PLoS One's been launched in beta for a while now, but there had been technical problems that seem to have been fixed now. It's a great idea: a much lower barrier of entry to article acceptance, publishing articles of any length, with peer review provided by readers comments on the article after it's published and publication charges paid for by the authors' funding agencies.

Technically, PLoS should be built on solid foundations, as it uses the NLM Journal Publishing DTD to store articles as XML and retrieves all objects (articles, figures, etc) using DOIs. The underlying TOPAZ software is supposed to be released as open source, though there hasn't been anything made available yet. Hopefully this project should cross-pollinate well with OJS, which recently had its own annotation system added thanks to Geof Glass's work on Marginalia. PLoS only producing RSS feeds and still not even getting them right doesn't exactly inspire confidence though.

As far as published articles go, some people publish long, technical papers similar to those found in existing journals; others publish short, one experiment papers (which will hopefully get even shorter, if methods and introductions can be referenced elsewhere).
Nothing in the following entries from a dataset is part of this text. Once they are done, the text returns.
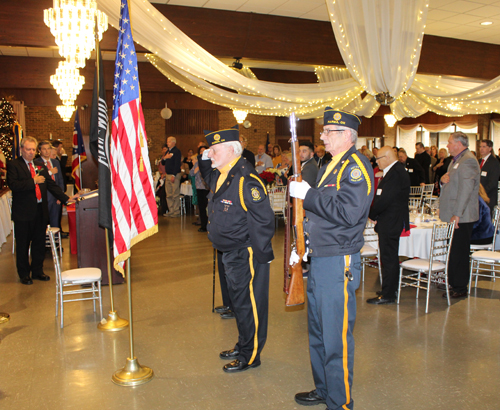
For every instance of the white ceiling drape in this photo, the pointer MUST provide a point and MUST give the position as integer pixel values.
(195, 70)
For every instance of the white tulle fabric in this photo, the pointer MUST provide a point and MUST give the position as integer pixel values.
(386, 61)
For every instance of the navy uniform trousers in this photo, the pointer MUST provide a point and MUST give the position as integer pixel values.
(248, 287)
(331, 316)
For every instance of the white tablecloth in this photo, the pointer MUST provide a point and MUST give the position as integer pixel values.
(187, 188)
(418, 244)
(5, 222)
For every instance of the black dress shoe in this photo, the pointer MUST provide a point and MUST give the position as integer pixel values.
(229, 354)
(236, 366)
(221, 309)
(456, 295)
(380, 300)
(310, 398)
(227, 315)
(26, 281)
(43, 277)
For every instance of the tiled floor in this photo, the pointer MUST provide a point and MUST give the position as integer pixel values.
(405, 359)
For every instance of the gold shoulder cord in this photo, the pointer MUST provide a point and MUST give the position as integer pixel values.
(242, 200)
(340, 173)
(365, 173)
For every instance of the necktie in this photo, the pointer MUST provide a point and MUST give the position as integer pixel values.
(37, 188)
(49, 167)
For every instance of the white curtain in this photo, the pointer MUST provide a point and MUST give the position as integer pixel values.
(388, 66)
(380, 41)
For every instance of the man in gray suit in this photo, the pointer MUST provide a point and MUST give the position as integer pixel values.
(459, 204)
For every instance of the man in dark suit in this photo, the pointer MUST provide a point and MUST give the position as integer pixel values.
(391, 214)
(48, 159)
(424, 159)
(29, 184)
(309, 168)
(413, 168)
(490, 172)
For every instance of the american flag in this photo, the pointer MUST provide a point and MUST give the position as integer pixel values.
(79, 154)
(133, 204)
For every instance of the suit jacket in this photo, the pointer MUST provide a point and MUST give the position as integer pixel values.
(459, 196)
(415, 172)
(390, 204)
(22, 185)
(310, 171)
(490, 173)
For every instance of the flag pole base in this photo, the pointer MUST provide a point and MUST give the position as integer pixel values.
(4, 317)
(113, 323)
(133, 374)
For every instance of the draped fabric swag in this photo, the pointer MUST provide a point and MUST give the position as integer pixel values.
(385, 61)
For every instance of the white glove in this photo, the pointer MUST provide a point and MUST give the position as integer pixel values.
(294, 258)
(299, 189)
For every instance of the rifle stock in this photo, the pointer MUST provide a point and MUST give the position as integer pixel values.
(294, 286)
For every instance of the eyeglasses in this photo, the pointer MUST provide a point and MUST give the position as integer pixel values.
(328, 131)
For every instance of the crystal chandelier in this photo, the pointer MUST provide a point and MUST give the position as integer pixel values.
(67, 81)
(240, 115)
(390, 120)
(66, 111)
(72, 23)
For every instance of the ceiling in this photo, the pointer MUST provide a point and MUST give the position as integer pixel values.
(458, 19)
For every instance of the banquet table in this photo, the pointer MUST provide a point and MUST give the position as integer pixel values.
(5, 219)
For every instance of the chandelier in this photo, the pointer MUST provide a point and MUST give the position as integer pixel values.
(67, 81)
(390, 120)
(72, 23)
(66, 111)
(240, 115)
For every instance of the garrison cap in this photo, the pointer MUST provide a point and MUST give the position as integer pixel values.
(218, 137)
(343, 118)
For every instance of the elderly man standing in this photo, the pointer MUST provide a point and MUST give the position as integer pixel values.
(336, 212)
(29, 184)
(172, 162)
(262, 160)
(459, 204)
(240, 226)
(490, 172)
(391, 215)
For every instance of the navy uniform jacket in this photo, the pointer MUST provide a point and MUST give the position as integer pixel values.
(239, 213)
(336, 212)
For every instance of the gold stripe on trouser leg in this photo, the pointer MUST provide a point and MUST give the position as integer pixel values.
(254, 307)
(344, 334)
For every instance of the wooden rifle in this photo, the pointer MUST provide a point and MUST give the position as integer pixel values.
(294, 282)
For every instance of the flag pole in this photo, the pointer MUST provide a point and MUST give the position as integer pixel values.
(113, 323)
(133, 374)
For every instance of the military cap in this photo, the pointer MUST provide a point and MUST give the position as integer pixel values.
(218, 137)
(343, 118)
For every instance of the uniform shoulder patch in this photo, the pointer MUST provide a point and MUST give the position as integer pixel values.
(355, 174)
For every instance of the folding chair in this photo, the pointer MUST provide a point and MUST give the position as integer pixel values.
(442, 235)
(72, 279)
(370, 251)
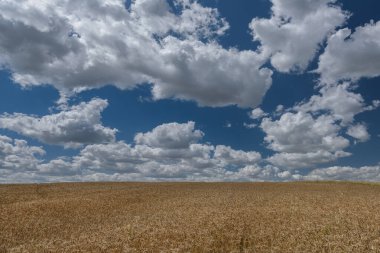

There was one article that caught my attention because of the wording of the funding section: "The authors claim they did not receive any financial funding." - suggesting, perhaps, that the publishers weren't entirely sure about that claim. This article in particular has quite a few style errors (even one in the title), so while peer review may come afterwards (and hasn't in this case, yet, but maybe someone out there is repeating the experiment themselves), there's still a role for publishers in copy-editing articles for readability. It would be good if authors have enough control over their published papers that corrections can be made at a later date, and with archiving of open access articles using LOCKSS, updated articles could feasibly be distributed to multiple archives.

It's a shame that Chris Surridge is already lamenting the lack of comments on papers, when the infrastructure isn't in place to properly handle discussions at the moment. It's not surprising that people are more willing to comment on papers within their own communities where they can see that discussion threads are treated as important, permanent content and displayed appropriately.